Nell’ambito della psicoterapia contemporanea si guarda con sempre maggiore interesse allo sviluppo di nuovi strumenti terapeutici che siano affidabili, intuitivi e semplici da utilizzare.

L’uso dell’Hexaflex, il modello che rappresenta graficamente i processi principali del metodo ACT, non sempre si è rivelato di facile attuazione e, nel 2009, lo psicologo Kevin Polk ha pertanto messo a punto un nuovo schema, che prende il nome di “matrice ACT” (20.000 ore di studio!) e che restituisce alla metodologia della stessa Acceptance and Commitment Therapy, da cui deriva, un’immediatezza e una praticità tali da favorirne l’applicabilità e la facile comprensione da parte tanto dei terapeuti quanto dei pazienti.

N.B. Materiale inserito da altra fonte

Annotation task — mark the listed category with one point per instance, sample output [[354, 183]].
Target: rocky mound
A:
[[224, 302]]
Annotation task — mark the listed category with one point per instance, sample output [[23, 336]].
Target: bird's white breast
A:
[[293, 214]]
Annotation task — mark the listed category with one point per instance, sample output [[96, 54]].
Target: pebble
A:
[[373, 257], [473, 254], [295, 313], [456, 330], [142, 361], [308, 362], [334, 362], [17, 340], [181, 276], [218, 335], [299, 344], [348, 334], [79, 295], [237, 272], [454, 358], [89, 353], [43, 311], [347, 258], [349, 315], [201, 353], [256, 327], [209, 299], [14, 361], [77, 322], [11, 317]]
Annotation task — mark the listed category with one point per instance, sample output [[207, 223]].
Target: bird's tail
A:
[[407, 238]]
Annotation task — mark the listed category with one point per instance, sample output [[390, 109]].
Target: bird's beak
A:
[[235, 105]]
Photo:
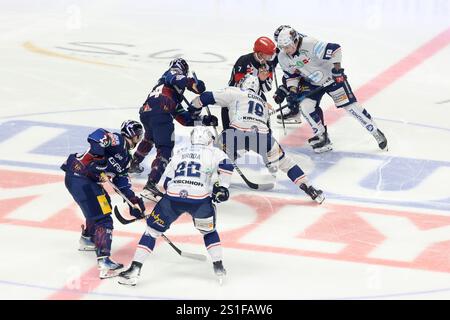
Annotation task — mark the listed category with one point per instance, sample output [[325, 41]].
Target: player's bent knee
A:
[[153, 232], [205, 225]]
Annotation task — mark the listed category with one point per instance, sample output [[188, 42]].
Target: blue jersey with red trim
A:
[[108, 153]]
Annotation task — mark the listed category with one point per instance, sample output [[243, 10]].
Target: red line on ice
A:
[[377, 84]]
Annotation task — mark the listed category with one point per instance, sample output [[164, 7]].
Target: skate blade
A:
[[109, 274], [127, 282], [150, 196], [323, 149]]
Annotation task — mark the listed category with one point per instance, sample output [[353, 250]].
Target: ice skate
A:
[[321, 143], [108, 268], [381, 139], [316, 195], [151, 192], [219, 270], [130, 276], [86, 243], [290, 116]]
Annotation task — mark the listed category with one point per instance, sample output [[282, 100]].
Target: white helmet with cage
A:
[[287, 37], [201, 135], [249, 82]]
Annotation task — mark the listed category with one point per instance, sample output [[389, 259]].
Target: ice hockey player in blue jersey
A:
[[196, 176], [107, 157], [318, 64], [162, 106], [248, 130]]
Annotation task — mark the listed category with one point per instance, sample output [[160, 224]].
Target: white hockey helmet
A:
[[287, 37], [201, 135], [249, 82]]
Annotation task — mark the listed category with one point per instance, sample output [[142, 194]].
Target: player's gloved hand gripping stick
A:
[[122, 220]]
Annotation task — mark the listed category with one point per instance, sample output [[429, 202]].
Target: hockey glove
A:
[[338, 75], [280, 94], [135, 212], [220, 194], [196, 86], [292, 100], [210, 121]]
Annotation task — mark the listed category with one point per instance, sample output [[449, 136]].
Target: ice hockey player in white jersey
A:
[[249, 115], [305, 60], [195, 177]]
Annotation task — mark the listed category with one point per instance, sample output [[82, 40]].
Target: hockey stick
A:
[[251, 185], [279, 104], [299, 99], [194, 256], [122, 220]]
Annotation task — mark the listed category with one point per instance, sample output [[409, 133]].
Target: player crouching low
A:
[[195, 177], [108, 155], [249, 115]]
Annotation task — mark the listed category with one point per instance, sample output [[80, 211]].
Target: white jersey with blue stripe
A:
[[313, 60], [247, 110], [193, 170]]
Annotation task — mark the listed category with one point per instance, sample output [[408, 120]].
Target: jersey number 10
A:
[[255, 108]]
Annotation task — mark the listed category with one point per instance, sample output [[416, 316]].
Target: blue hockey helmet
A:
[[180, 64], [131, 129]]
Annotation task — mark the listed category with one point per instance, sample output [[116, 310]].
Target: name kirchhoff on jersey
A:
[[191, 156], [190, 182]]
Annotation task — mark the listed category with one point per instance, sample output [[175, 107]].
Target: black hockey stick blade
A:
[[252, 185], [194, 256]]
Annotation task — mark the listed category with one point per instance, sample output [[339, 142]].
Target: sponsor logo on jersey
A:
[[191, 156]]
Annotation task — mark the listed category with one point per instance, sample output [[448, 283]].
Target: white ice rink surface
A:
[[68, 67]]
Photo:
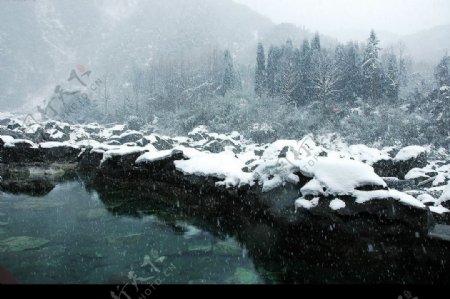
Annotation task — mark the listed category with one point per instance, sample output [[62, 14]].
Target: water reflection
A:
[[79, 233]]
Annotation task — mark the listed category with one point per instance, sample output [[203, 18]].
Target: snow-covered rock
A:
[[334, 176]]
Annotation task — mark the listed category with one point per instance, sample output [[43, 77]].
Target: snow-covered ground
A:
[[333, 168]]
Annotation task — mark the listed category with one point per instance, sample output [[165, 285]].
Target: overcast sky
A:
[[344, 18]]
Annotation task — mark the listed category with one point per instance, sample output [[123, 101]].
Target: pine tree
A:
[[315, 43], [272, 70], [260, 76], [288, 74], [229, 75], [442, 73], [372, 69], [305, 73], [392, 82]]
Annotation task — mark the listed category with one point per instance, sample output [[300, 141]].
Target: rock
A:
[[132, 136], [22, 243], [400, 185], [33, 187], [113, 142], [214, 147], [26, 154], [244, 276], [162, 144], [398, 168]]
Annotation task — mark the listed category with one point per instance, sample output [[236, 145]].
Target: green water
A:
[[69, 236]]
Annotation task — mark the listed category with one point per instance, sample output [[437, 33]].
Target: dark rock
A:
[[395, 183], [393, 168], [130, 137], [214, 147], [13, 125], [23, 153], [33, 187], [162, 144]]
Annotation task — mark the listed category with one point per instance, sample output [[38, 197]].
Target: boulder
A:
[[399, 168], [33, 187]]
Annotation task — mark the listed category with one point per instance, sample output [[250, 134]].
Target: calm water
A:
[[70, 236]]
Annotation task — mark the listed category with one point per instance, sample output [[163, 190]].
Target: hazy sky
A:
[[353, 16]]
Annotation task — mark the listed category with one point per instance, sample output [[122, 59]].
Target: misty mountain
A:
[[429, 45], [113, 36]]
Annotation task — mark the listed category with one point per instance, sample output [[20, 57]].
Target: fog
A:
[[348, 19]]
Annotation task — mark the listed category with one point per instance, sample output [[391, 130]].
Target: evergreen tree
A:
[[372, 69], [273, 60], [305, 73], [315, 43], [392, 83], [260, 76], [230, 80], [441, 72], [288, 74]]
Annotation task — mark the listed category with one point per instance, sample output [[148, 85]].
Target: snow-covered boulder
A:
[[340, 177], [406, 159]]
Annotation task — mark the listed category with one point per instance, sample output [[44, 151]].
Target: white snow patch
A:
[[409, 152], [439, 210], [306, 204], [53, 144], [365, 196], [445, 196], [337, 204], [341, 177], [12, 143], [6, 138], [223, 165]]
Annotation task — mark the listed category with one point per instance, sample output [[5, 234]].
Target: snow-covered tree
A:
[[372, 69], [260, 73]]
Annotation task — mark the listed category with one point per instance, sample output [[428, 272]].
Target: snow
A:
[[366, 154], [274, 173], [53, 144], [439, 210], [426, 198], [13, 142], [341, 177], [313, 187], [6, 138], [121, 151], [337, 204], [445, 194], [306, 204], [223, 165], [365, 196], [409, 152], [416, 173]]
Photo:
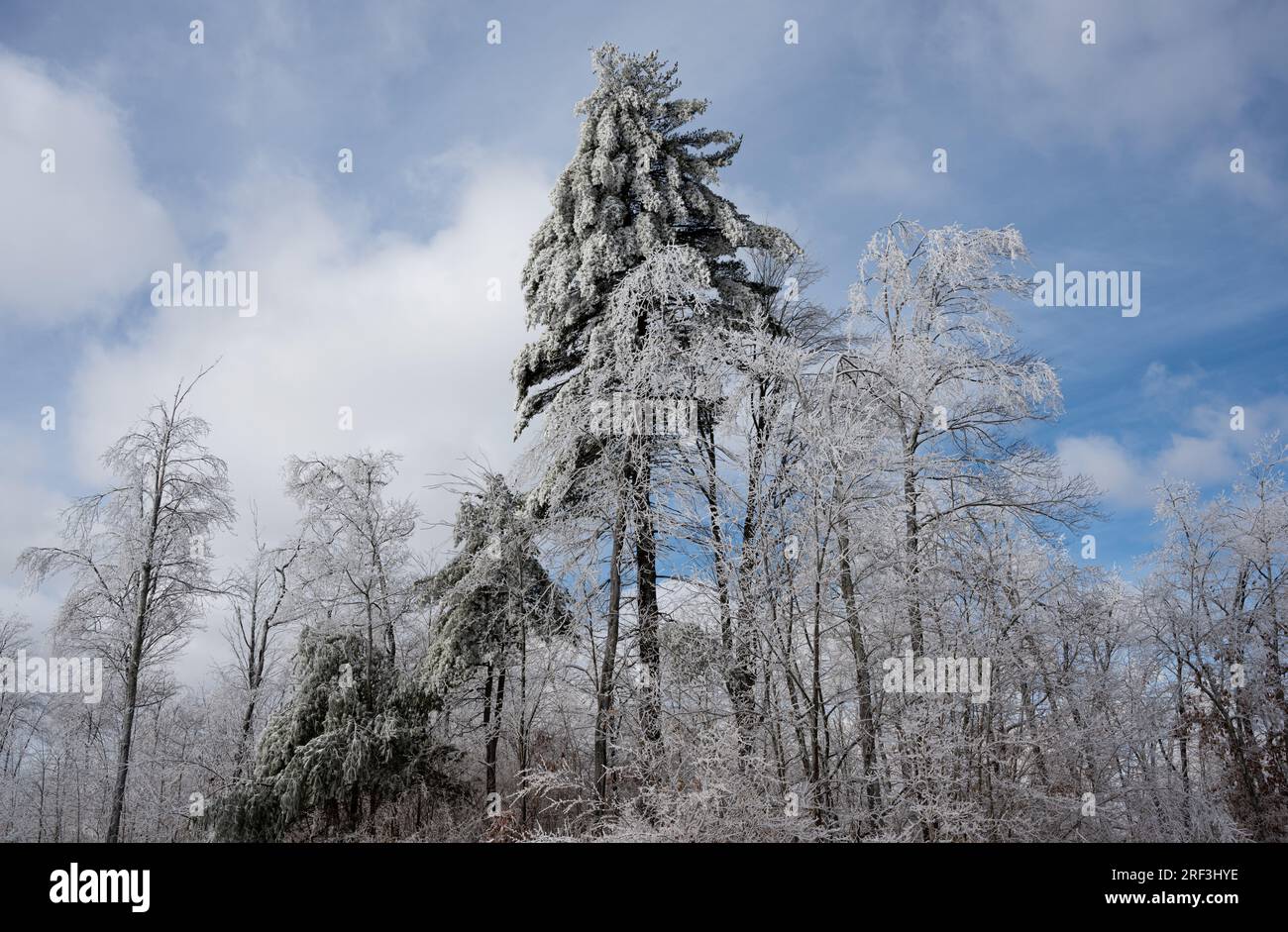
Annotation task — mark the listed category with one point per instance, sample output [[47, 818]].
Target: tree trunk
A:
[[604, 704]]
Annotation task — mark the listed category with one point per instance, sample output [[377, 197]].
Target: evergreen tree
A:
[[640, 181]]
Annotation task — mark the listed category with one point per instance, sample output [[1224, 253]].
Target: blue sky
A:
[[1108, 155]]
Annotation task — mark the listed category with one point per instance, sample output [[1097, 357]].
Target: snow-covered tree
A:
[[138, 555]]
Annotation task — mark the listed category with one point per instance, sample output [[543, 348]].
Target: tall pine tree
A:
[[640, 180]]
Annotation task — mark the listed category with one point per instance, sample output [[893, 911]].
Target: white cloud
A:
[[397, 329], [1121, 476], [73, 241]]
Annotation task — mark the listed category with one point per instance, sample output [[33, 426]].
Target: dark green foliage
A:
[[357, 734], [493, 591]]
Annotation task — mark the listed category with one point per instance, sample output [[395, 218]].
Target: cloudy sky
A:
[[373, 284]]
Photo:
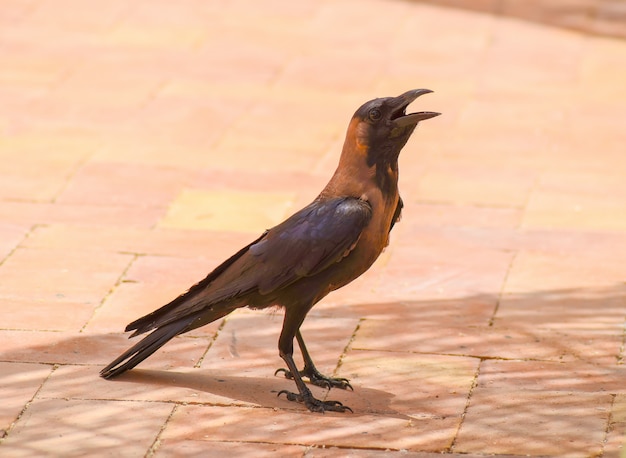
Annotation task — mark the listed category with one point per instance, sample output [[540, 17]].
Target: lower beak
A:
[[413, 118]]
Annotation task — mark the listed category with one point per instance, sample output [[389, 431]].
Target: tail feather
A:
[[144, 348]]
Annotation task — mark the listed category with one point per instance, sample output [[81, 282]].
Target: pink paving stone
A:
[[427, 388], [469, 311], [461, 215], [18, 384], [532, 272], [30, 213], [138, 185], [174, 384], [215, 247], [86, 348], [538, 376], [592, 310], [176, 447], [534, 423], [150, 282], [395, 432], [601, 347], [10, 237], [45, 315], [60, 276], [248, 343], [616, 437], [480, 185], [130, 301], [76, 428]]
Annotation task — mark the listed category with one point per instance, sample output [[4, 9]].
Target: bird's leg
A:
[[304, 395], [311, 372]]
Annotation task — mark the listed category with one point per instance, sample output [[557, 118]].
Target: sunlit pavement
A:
[[141, 143]]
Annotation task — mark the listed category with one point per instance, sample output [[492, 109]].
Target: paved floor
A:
[[143, 142]]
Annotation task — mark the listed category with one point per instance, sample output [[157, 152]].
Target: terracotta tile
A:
[[227, 210], [60, 276], [77, 428], [394, 432], [86, 348], [248, 343], [173, 384], [424, 387], [536, 272], [30, 213], [33, 178], [39, 314], [123, 184], [11, 235], [148, 284], [19, 383], [616, 437], [583, 201], [598, 310], [514, 342], [475, 185], [159, 242], [433, 214], [175, 447], [542, 376], [534, 423]]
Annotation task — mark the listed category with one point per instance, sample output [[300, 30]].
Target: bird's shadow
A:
[[223, 388]]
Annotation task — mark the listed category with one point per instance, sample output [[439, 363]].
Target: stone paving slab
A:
[[141, 143]]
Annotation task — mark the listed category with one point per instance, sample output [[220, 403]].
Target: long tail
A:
[[144, 348]]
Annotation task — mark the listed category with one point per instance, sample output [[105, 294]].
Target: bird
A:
[[293, 265]]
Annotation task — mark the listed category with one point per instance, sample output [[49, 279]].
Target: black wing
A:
[[310, 241]]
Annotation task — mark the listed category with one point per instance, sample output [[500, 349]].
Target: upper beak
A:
[[401, 119]]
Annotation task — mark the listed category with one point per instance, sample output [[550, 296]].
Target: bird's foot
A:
[[318, 379], [314, 404]]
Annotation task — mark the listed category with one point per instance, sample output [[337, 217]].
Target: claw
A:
[[314, 404], [287, 373], [318, 379]]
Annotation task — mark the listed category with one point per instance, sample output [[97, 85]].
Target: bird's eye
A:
[[375, 114]]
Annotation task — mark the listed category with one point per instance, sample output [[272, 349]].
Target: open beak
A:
[[401, 119]]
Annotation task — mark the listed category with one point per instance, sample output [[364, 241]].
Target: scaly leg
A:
[[311, 372]]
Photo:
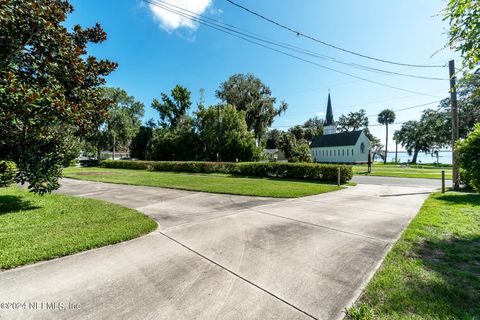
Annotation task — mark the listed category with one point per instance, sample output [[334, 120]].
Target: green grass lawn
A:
[[433, 271], [217, 183], [391, 170], [35, 228]]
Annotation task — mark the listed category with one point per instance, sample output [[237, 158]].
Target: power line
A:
[[196, 17], [408, 108], [396, 110], [235, 34], [301, 34]]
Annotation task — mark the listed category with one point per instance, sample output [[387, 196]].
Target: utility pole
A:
[[218, 134], [396, 151], [453, 99], [113, 153]]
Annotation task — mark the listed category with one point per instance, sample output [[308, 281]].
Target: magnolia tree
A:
[[49, 87]]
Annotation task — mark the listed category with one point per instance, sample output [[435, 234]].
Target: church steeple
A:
[[329, 126], [329, 117]]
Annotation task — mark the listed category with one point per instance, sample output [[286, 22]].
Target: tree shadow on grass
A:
[[463, 198], [11, 204], [455, 289]]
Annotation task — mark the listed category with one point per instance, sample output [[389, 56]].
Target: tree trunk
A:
[[415, 154], [386, 145]]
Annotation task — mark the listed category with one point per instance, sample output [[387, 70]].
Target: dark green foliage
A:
[[121, 123], [138, 146], [247, 93], [236, 142], [469, 158], [386, 117], [353, 121], [296, 150], [308, 171], [90, 163], [301, 152], [174, 143], [273, 139], [173, 109], [7, 173], [49, 87]]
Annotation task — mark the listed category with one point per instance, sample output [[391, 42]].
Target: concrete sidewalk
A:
[[222, 256]]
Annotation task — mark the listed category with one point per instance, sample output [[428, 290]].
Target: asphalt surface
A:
[[221, 256]]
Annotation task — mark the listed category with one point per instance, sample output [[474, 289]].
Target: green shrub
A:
[[8, 170], [126, 164], [469, 158], [89, 163], [310, 171]]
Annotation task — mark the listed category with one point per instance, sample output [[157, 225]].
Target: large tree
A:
[[464, 33], [386, 117], [247, 93], [121, 123], [426, 135], [236, 142], [273, 139], [172, 109], [49, 87], [175, 143], [138, 146], [353, 121]]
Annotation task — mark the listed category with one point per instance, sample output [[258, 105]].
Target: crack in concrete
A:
[[240, 277]]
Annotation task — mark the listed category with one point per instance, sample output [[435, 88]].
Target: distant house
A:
[[274, 155], [344, 147]]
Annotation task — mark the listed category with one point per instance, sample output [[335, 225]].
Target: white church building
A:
[[344, 147]]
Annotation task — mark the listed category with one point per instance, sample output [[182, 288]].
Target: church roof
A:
[[348, 138], [329, 117]]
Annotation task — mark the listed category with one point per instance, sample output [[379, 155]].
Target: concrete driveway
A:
[[221, 257]]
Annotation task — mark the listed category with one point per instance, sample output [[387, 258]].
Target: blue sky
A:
[[156, 51]]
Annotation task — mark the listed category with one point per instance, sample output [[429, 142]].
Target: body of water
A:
[[443, 157]]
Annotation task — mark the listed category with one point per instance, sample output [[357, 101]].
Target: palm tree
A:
[[386, 117]]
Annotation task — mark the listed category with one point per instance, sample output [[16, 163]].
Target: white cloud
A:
[[171, 21]]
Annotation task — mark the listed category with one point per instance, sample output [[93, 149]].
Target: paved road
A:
[[402, 182], [222, 257]]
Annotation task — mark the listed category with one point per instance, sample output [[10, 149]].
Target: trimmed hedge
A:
[[8, 170], [89, 163], [310, 171]]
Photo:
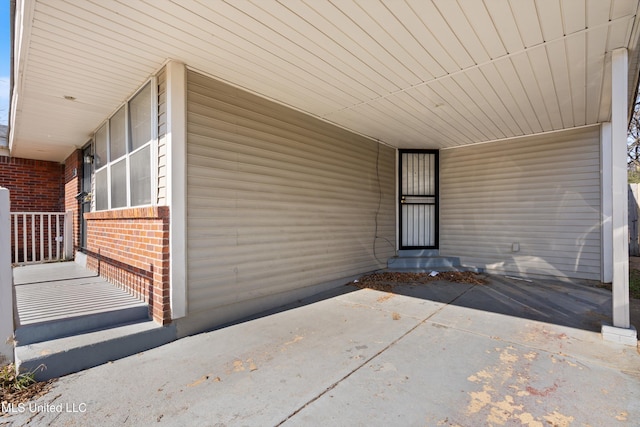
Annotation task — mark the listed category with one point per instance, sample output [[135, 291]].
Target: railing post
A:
[[68, 235], [6, 280]]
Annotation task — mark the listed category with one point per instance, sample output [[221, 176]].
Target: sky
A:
[[5, 50]]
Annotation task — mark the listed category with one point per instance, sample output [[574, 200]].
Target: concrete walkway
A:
[[442, 354]]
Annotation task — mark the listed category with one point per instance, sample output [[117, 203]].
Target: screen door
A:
[[418, 199]]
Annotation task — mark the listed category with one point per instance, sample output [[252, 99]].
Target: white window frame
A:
[[152, 144]]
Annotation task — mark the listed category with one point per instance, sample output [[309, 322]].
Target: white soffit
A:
[[411, 73]]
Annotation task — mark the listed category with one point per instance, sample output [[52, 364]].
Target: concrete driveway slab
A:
[[443, 376]]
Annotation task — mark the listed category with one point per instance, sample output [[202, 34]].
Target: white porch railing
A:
[[6, 281], [41, 236]]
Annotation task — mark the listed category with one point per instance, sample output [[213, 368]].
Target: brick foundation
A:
[[130, 248]]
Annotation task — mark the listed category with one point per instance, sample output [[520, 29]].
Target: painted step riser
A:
[[45, 331], [418, 253], [91, 354], [422, 262]]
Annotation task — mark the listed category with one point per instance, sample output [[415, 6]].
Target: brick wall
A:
[[72, 183], [34, 186], [130, 248]]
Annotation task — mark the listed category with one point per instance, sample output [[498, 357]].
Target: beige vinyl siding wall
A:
[[162, 138], [542, 192], [278, 201]]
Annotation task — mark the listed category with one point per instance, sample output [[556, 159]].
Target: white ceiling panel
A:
[[409, 73]]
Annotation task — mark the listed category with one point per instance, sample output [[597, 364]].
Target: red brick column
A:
[[130, 248]]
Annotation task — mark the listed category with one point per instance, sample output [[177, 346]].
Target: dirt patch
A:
[[32, 392], [17, 389], [386, 281]]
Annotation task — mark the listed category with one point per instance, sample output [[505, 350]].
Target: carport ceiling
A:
[[410, 73]]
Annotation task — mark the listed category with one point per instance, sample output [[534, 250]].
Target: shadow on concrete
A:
[[564, 303]]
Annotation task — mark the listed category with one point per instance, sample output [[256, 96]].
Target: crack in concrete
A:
[[357, 368]]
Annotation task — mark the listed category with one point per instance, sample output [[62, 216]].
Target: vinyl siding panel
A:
[[276, 200], [542, 192]]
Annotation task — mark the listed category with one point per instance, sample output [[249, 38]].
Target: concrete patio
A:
[[68, 318], [442, 354]]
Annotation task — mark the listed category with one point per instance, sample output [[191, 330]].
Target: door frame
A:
[[85, 196], [436, 196]]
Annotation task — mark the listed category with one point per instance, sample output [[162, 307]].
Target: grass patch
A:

La matrice è composta da due linee perpendicolari e quattro quadranti e invita a posizionare, all’interno degli stessi, le esperienze e i comportamenti che segnano le tappe della lunga strada percorsa dall’essere umano nel tentativo di raggiungere il traguardo del benessere.
La linea verticale, o linea dell’esperienza, sancisce la differenza tra gli aspetti di cui si fa esperienza per mezzo dei cinque sensi e quelli ai quali ci si approccia attraverso le proprie abilità introspettive e l’attività mentale in generale.

La linea orizzontale, che potremmo definire come linea del comportamento, definisce la separazione tra le azioni che rivestono la funzione di allontanare da esperienze indesiderate, e quelle che hanno invece il compito di avvicinare a qualcuno o qualcosa per l’individuo importante e di valore.

Al centro dell’intersezione tra le 2 linee si colloca, metaforicamente, il soggetto che nota in maniera consapevole i suoi movimenti verso l’una o l’altra direzione.
Nel quadrante in basso a destra verrà domandato al soggetto di scrivere chi o cosa è per lui davvero importante e significativo.

All’interno del quadrante in basso a sinistra si chiederà al paziente di elencare i pensieri, le emozioni e le sensazioni indesiderate che emergono e che lo ostacolano nel muoversi in direzione di chi o cosa è importante per lui.
In quello in alto a sinistra sarà riportata la lista dei comportamenti che gli altri possono notare che il soggetto compie nel muoversi via, allontanandosi, da tali pensieri sgraditi e non desiderati.

Nell’ultimo quadrante, quello in alto a destra, saranno invece elencati i comportamenti e le azioni che gli altri possono vedere che il paziente mette in atto per muoversi verso il suo obiettivo.

In conclusione, la matrice ACT di Kevin Polk costituisce un valido alleato terapeutico, in grado di incentivare nei pazienti la presa di consapevolezza dei comportamenti di evitamento della sofferenza e delle emozioni non gradite e di quelli che invece, al contrario, si muovono verso il raggiungimento di uno stile di vita basato sui valori e sulla significatività individuale. La coscienza di questo favorisce il graduale abbandono dei comportamenti automatici, a volte disadattivi e disfunzionali, restituendo alla persona un grado crescente di libertà di azione e di scelta.